Expert selection is mathematically modeled along four dimensions, including the individual’s experience, communication skills (including language), influence and commercial insight.  Rankings on each attribute are provided to clients along with the biography of the expert.

Because the search process is automated, experts are generally sourced in twenty-four hours or less.

Business model

Although its technology seeks to differentiate, techspert.io has adopted the same business model as existing expert networks.  Clients are supported by account managers who receive the client requests, submit the information about the experts sourced from the AI system, and schedule phone consultations (although the company is working to automate the scheduling and other manual tasks).  Compliance is handled by ensuring experts understand insider trading restrictions.

Current clients include consulting firms PwC and ZS Associates and life sciences firm IQVIA.

Fees are charged based on the length of the phone consultations while subscriptions are available to cover heavy volumes of use.  The firm advertises a lower price point because of the automated sourcing.  Consultations generally range from ~$600 to $900 per hour, which is in the lower quartiles of industry pricing.

Background

Techspert.io was founded in 2016 by Graham Mills and David Holden-White, who were frustrated in locating life sciences industry-specific expertise.  The two had previous collaborated in founding a start-up biotech firm designed to reduce nicotine addiction.

The firm has fifteen employees and is currently recruiting for machine learning engineers, full stack developers, and account managers.

Our Take

Although the expert industry is maturing, it is far from staid.  AlphaSights, likely the second largest expert network, has been a disrupter itself and will not stand idle if a new technology takes hold.  Industry leader Gerson Lehrman Group (GLG) has been quick to respond to competitive threats, for example beefing up its Quantitative Insights Group in response to challenges from Third Bridge.  GLG wishes to be viewed as a technology firm so it can hardly allow a fintech upstart to usurp its market.
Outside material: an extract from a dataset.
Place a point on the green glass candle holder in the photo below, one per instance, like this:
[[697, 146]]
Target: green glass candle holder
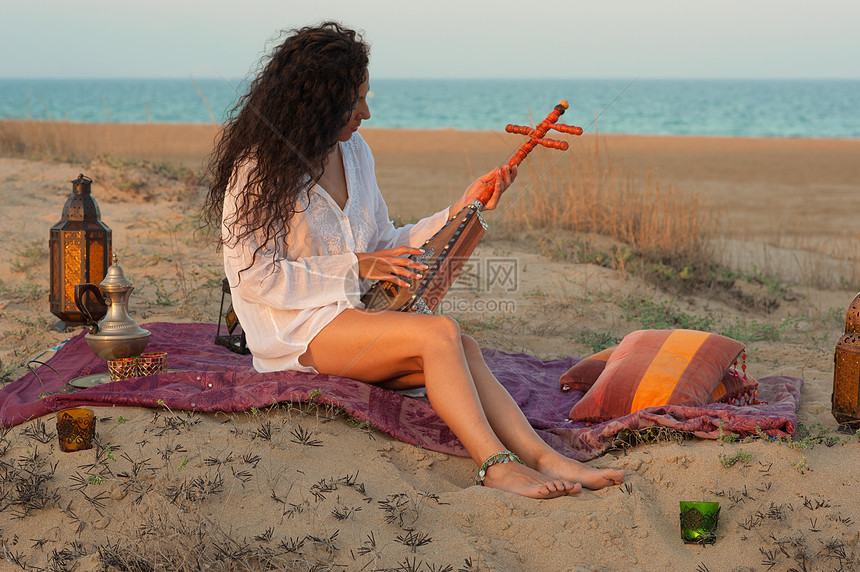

Nevertheless, techspert.io cannot be easily dismissed.  It is grounded in the healthcare sector, a cornerstone segment which was the one of the first sectors embraced by GLG and Guidepoint when they were early stage companies.  It has successfully scaled while in stealth mode, is now obtaining funding and recruiting staff.  At the same time barriers to entry are lower as compliance concerns have receded with the passage of time since the insider trading prosecutions, now nearly a decade distant.   We suspect techspert.io will be closely monitored by the industry heavyweights.